They have been operating on a surplus since 2011 and are now hitting critical points.
The most recent data from the 2014′s fourth quarter reveals an average LTD ratio of 93.2 percent for the top 12 Korean banks.
Shinhan Bank’s LTD ratio is the highest of the listed banks at 102.3 percent signifying that it has exceeded the funds available from deposits for loans.
The next highest LTD ratio is held by Commonwealth Business Bank (CBB) at 99.5 percent, then BBCN at 98.1 percent, Open Bank at 97.8 percent, Wilshire Bank at 97.2 percent, Woori America at 95.4 percent, Pacific City Bank 93.2 percent, U.S. Metro at 90.4 percent and Uni Bank at 90.3 percent.
The lowest LTD ratio belongs to Hanmi Bank at 78.1 percent, mainly due to its recent acquisition of United Central Bank in Texas.

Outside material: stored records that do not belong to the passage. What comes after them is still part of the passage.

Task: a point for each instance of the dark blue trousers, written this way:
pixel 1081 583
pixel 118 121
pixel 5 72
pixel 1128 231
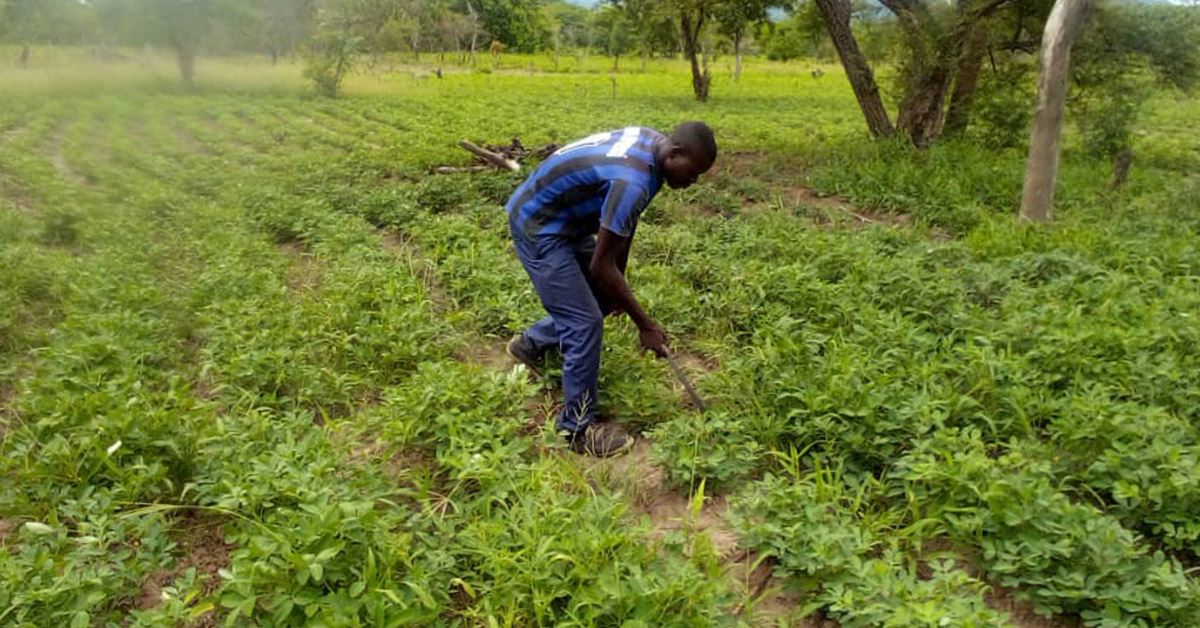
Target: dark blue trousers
pixel 558 268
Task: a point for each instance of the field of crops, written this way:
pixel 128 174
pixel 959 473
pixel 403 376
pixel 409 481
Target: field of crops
pixel 252 370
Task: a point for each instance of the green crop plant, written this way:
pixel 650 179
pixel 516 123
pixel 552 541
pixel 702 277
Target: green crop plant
pixel 252 307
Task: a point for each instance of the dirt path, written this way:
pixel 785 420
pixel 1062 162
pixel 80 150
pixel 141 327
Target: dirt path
pixel 201 546
pixel 57 155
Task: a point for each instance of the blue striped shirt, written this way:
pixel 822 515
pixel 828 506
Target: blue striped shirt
pixel 603 180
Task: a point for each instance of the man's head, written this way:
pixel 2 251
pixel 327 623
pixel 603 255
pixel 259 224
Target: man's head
pixel 688 153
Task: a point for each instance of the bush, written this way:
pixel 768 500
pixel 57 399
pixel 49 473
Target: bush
pixel 329 59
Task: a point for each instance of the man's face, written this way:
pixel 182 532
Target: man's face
pixel 682 169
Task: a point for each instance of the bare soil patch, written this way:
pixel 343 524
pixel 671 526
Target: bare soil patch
pixel 670 513
pixel 190 142
pixel 55 154
pixel 6 528
pixel 405 249
pixel 1021 614
pixel 487 352
pixel 859 216
pixel 202 546
pixel 304 269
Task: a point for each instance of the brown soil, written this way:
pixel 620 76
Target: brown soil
pixel 304 269
pixel 737 163
pixel 858 216
pixel 58 157
pixel 202 546
pixel 640 479
pixel 6 527
pixel 1023 614
pixel 996 597
pixel 15 197
pixel 405 249
pixel 191 143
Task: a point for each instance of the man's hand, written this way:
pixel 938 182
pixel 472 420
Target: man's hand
pixel 653 339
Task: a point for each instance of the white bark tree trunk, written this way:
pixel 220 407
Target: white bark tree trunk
pixel 1054 69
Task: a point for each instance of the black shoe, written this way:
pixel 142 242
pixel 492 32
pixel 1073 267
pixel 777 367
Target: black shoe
pixel 522 351
pixel 601 441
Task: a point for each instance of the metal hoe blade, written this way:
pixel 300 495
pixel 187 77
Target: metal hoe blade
pixel 687 384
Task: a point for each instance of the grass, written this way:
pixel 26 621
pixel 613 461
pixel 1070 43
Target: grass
pixel 250 364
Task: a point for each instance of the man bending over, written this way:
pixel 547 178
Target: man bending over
pixel 573 222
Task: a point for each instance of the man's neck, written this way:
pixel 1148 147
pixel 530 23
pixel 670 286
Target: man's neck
pixel 660 153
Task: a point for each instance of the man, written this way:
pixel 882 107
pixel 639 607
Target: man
pixel 573 222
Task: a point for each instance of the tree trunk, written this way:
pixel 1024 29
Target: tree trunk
pixel 691 28
pixel 1121 163
pixel 1054 69
pixel 186 58
pixel 737 57
pixel 970 64
pixel 858 71
pixel 921 112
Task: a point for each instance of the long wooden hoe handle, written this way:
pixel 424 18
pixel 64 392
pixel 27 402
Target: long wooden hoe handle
pixel 499 161
pixel 687 384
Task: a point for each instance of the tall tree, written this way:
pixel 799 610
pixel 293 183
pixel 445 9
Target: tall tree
pixel 28 22
pixel 1054 69
pixel 858 71
pixel 736 17
pixel 285 24
pixel 519 24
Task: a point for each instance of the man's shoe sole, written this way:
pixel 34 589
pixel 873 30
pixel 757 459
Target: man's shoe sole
pixel 621 450
pixel 531 365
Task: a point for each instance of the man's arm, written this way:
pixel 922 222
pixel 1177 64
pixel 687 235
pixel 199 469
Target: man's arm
pixel 623 257
pixel 607 268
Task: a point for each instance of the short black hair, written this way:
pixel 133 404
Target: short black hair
pixel 697 139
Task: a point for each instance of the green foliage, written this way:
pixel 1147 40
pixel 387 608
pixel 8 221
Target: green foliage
pixel 912 394
pixel 519 24
pixel 711 447
pixel 1067 555
pixel 1003 107
pixel 825 530
pixel 1127 49
pixel 329 59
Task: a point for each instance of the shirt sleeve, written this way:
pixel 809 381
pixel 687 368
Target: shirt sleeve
pixel 623 205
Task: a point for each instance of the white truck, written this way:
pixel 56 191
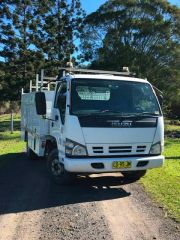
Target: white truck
pixel 94 122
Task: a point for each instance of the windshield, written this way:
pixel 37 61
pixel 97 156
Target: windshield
pixel 112 97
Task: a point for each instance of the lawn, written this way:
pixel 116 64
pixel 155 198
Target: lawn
pixel 162 183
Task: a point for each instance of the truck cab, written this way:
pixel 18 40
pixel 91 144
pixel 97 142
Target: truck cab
pixel 101 122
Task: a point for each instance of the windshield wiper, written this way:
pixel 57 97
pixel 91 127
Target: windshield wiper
pixel 148 114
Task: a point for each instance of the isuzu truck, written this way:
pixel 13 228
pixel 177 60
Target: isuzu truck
pixel 90 121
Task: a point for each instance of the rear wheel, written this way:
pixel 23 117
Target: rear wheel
pixel 134 175
pixel 56 169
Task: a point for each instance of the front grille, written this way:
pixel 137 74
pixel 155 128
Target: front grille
pixel 120 149
pixel 114 149
pixel 98 150
pixel 141 149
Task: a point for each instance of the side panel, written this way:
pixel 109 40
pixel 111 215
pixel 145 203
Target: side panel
pixel 35 126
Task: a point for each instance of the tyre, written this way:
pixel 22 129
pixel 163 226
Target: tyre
pixel 56 169
pixel 133 175
pixel 30 154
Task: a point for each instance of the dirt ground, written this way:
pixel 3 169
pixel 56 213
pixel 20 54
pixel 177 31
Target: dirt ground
pixel 97 207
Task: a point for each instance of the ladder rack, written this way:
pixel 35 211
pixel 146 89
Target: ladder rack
pixel 41 81
pixel 45 83
pixel 64 71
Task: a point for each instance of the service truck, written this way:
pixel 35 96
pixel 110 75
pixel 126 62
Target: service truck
pixel 93 122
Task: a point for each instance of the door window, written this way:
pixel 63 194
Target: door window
pixel 61 100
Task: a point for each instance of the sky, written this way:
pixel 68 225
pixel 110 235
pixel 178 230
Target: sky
pixel 92 5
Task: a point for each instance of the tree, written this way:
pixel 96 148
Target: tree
pixel 143 35
pixel 22 60
pixel 60 25
pixel 33 35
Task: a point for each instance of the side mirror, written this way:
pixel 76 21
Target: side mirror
pixel 40 100
pixel 159 95
pixel 160 99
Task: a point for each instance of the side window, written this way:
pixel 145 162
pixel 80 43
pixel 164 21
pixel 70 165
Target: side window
pixel 143 100
pixel 61 100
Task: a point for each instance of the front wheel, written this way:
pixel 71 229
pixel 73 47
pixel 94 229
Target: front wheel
pixel 133 175
pixel 56 169
pixel 30 154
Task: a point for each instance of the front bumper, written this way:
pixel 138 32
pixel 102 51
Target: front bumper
pixel 84 165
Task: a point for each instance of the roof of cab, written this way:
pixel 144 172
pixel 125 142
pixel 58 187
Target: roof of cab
pixel 107 77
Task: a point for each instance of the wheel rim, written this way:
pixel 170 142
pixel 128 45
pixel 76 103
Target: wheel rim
pixel 56 167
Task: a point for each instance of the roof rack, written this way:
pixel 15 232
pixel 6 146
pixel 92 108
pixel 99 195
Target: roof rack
pixel 64 71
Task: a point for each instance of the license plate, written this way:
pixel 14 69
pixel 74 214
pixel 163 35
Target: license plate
pixel 122 164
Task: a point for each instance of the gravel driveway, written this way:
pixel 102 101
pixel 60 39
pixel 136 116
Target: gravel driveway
pixel 97 207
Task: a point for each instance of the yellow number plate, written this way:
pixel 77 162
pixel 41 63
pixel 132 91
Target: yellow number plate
pixel 118 164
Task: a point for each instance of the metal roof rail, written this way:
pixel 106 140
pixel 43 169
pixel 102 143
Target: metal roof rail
pixel 64 71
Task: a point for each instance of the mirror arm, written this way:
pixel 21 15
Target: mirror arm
pixel 44 117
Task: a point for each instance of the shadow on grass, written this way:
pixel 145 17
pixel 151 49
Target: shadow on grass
pixel 8 137
pixel 6 125
pixel 25 186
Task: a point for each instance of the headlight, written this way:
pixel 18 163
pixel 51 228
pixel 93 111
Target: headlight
pixel 156 149
pixel 74 149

When banks are operating above 90 percent it means that they are aggressively loaning in an attempt to raise profit levels.
If they are below 80 percent, it usually means that they are handling loans in a more conservative fashion.

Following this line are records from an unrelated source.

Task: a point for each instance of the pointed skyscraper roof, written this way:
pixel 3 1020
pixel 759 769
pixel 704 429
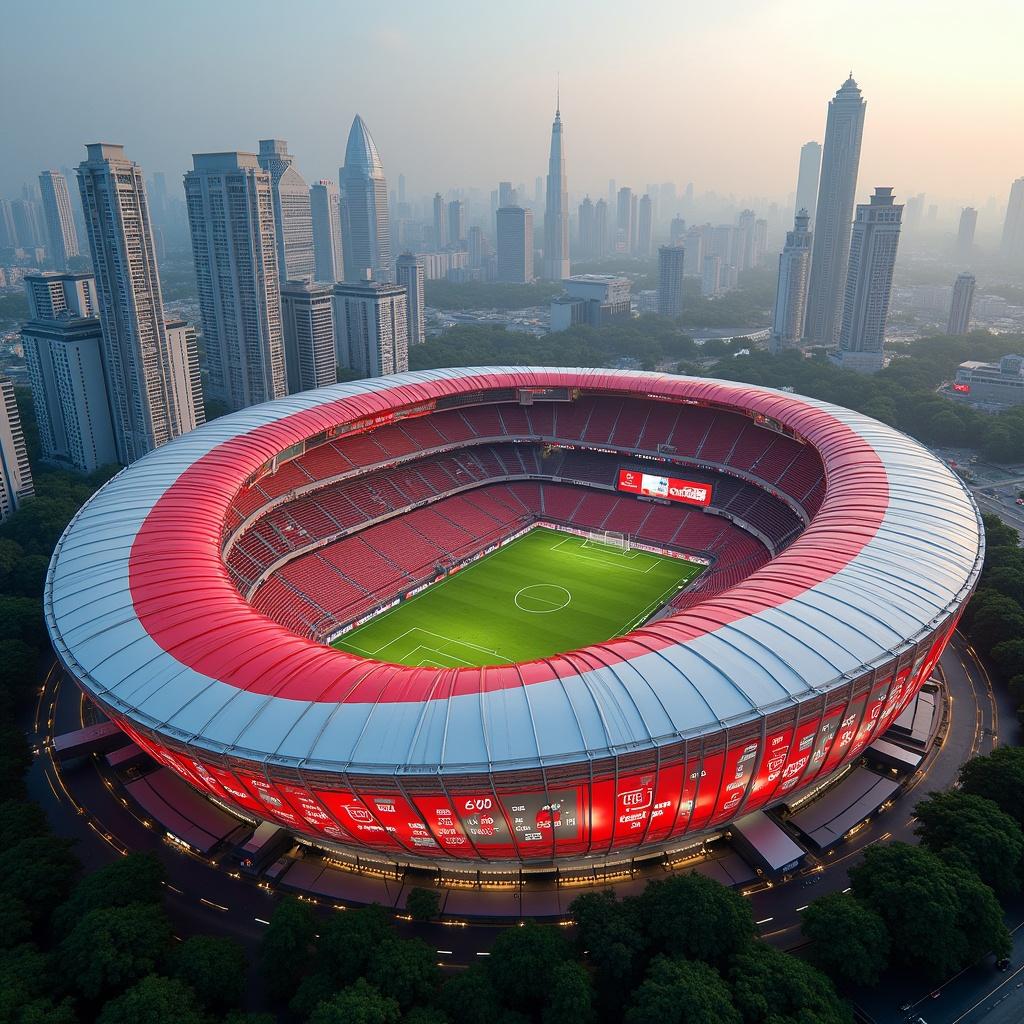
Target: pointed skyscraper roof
pixel 360 153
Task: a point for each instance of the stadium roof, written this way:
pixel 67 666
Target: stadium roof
pixel 142 611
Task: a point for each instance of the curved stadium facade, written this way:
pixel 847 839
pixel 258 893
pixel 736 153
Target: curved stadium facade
pixel 196 596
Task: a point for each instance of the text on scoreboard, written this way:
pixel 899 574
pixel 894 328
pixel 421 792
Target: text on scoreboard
pixel 671 487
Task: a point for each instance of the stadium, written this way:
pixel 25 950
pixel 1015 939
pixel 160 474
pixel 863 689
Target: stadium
pixel 512 616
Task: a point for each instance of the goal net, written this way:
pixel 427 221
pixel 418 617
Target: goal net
pixel 609 538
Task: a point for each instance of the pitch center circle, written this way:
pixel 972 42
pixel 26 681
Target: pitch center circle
pixel 542 598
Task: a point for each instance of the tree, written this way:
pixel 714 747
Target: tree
pixel 570 997
pixel 135 879
pixel 406 970
pixel 359 1004
pixel 693 915
pixel 850 941
pixel 1009 655
pixel 990 840
pixel 39 870
pixel 214 967
pixel 347 943
pixel 678 991
pixel 773 987
pixel 996 617
pixel 423 904
pixel 999 777
pixel 156 1000
pixel 114 947
pixel 521 965
pixel 939 916
pixel 285 948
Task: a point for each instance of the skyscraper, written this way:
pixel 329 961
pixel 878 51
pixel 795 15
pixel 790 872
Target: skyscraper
pixel 235 248
pixel 515 245
pixel 585 219
pixel 645 226
pixel 325 208
pixel 15 473
pixel 868 282
pixel 960 306
pixel 366 229
pixel 556 211
pixel 457 222
pixel 64 341
pixel 440 222
pixel 624 225
pixel 965 235
pixel 371 328
pixel 150 385
pixel 830 251
pixel 670 281
pixel 307 315
pixel 791 291
pixel 292 216
pixel 1013 226
pixel 59 219
pixel 807 178
pixel 600 227
pixel 410 274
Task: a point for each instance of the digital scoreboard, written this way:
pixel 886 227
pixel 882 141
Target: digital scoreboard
pixel 670 487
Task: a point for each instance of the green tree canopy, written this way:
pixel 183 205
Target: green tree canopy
pixel 989 839
pixel 111 948
pixel 359 1004
pixel 693 915
pixel 155 1000
pixel 214 967
pixel 997 776
pixel 679 991
pixel 773 987
pixel 850 940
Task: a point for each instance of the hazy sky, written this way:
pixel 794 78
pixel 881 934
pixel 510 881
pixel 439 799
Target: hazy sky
pixel 719 93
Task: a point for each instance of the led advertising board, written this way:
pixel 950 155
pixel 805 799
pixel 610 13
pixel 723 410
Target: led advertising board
pixel 671 487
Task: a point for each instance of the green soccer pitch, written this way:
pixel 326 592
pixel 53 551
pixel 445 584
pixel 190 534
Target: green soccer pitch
pixel 545 593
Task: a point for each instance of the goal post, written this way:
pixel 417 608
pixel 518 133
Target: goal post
pixel 609 538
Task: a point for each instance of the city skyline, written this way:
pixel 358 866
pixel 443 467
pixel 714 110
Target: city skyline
pixel 711 148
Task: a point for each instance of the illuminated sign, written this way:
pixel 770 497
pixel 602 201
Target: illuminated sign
pixel 687 492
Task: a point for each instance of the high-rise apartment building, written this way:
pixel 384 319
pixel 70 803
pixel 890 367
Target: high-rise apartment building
pixel 366 228
pixel 600 227
pixel 868 284
pixel 235 248
pixel 60 233
pixel 585 220
pixel 625 227
pixel 372 328
pixel 325 208
pixel 410 274
pixel 515 245
pixel 292 215
pixel 965 233
pixel 15 473
pixel 62 341
pixel 791 291
pixel 1013 226
pixel 960 306
pixel 150 387
pixel 556 211
pixel 807 178
pixel 830 251
pixel 307 315
pixel 645 225
pixel 456 222
pixel 670 281
pixel 440 221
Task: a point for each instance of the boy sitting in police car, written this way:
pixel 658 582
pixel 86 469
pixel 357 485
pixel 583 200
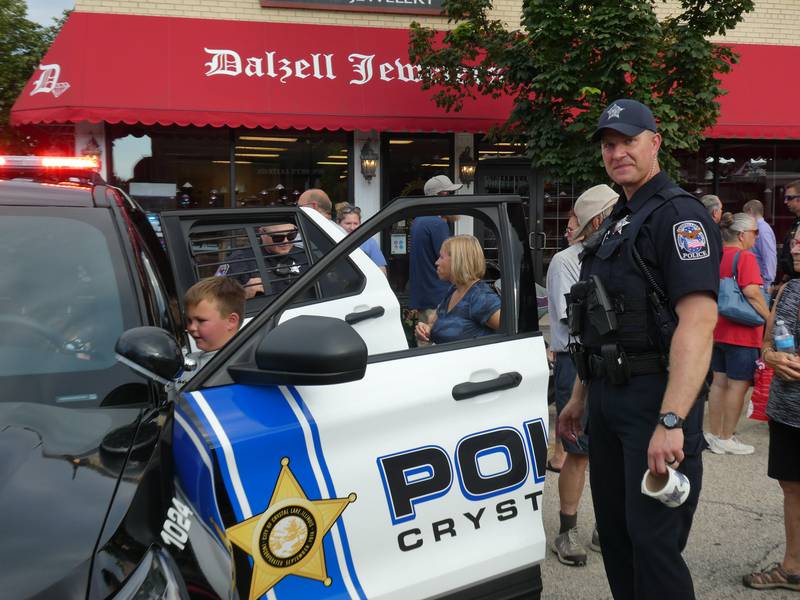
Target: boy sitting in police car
pixel 214 313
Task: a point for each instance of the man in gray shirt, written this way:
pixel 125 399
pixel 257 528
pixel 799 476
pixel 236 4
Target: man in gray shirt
pixel 591 208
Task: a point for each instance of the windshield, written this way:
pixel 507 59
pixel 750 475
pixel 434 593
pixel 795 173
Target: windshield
pixel 62 306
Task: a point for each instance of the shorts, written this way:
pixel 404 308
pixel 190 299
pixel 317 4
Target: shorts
pixel 737 362
pixel 784 452
pixel 564 379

One of the main reasons for the increase is due to rising real estate prices, putting banks in a position to loan more of their available funds.

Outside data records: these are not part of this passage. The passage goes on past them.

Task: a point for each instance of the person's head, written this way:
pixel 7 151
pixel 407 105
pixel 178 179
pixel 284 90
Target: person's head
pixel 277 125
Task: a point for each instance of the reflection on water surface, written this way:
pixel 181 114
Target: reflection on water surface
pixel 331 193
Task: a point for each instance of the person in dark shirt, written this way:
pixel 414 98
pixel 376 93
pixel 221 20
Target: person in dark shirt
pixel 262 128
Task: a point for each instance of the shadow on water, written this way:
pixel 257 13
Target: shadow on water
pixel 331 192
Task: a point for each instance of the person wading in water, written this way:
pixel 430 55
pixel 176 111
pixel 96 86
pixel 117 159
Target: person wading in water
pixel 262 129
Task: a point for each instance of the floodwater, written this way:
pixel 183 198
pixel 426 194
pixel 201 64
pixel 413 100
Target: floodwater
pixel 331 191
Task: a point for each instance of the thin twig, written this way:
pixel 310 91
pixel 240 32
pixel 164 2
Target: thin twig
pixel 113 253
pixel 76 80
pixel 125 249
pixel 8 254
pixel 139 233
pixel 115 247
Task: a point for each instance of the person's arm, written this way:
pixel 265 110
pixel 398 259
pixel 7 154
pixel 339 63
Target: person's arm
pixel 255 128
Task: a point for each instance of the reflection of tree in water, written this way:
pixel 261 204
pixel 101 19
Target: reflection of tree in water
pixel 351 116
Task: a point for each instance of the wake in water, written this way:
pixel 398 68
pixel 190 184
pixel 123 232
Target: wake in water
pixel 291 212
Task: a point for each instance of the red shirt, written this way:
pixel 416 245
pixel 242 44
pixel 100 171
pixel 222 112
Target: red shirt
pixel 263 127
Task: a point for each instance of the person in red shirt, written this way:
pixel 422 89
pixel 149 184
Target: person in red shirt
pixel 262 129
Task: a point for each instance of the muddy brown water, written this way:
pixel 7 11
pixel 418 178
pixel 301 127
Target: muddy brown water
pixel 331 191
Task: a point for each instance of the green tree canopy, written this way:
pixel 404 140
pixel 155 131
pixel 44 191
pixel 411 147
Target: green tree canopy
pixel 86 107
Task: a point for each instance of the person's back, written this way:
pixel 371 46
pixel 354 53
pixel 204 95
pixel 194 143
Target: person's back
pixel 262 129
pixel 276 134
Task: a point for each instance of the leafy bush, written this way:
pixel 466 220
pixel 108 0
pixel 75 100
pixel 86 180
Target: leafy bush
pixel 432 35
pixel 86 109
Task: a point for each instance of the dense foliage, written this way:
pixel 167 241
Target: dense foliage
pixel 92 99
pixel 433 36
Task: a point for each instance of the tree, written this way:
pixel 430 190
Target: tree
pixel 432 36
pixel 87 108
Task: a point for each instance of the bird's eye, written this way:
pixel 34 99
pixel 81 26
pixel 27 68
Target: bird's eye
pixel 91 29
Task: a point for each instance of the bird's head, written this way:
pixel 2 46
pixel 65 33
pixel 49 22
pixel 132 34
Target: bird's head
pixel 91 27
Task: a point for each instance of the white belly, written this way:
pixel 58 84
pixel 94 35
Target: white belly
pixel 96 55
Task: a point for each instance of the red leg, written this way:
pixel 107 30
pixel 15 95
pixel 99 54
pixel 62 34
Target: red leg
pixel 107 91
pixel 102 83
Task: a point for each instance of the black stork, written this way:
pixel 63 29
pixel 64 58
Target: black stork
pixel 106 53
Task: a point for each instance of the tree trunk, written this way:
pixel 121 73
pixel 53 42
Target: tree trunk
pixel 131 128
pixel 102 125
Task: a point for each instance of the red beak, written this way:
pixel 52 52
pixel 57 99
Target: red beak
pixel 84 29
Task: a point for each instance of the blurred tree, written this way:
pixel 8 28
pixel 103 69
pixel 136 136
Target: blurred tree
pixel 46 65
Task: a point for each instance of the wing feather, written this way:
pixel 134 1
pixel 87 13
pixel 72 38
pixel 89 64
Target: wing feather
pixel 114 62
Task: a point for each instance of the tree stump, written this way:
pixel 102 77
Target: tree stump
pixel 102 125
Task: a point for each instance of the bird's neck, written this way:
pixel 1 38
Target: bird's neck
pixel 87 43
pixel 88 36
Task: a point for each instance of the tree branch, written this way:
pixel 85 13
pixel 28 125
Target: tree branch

The 12 banks’ deposit total actually rose from $14.4 billion in the fourth quarter of 2013 to $16.8 billion in the fourth quarter of 2014. But the amount of loans also rose from $13.6 billion to $15.7 billion in those same quarters.
According to Korean bank officials, it’s simply the case of supply (deposits) being unable to keep up with demand, as they try to stay within the guidelines of the Federal Deposit Insurance Corporation (FDIC).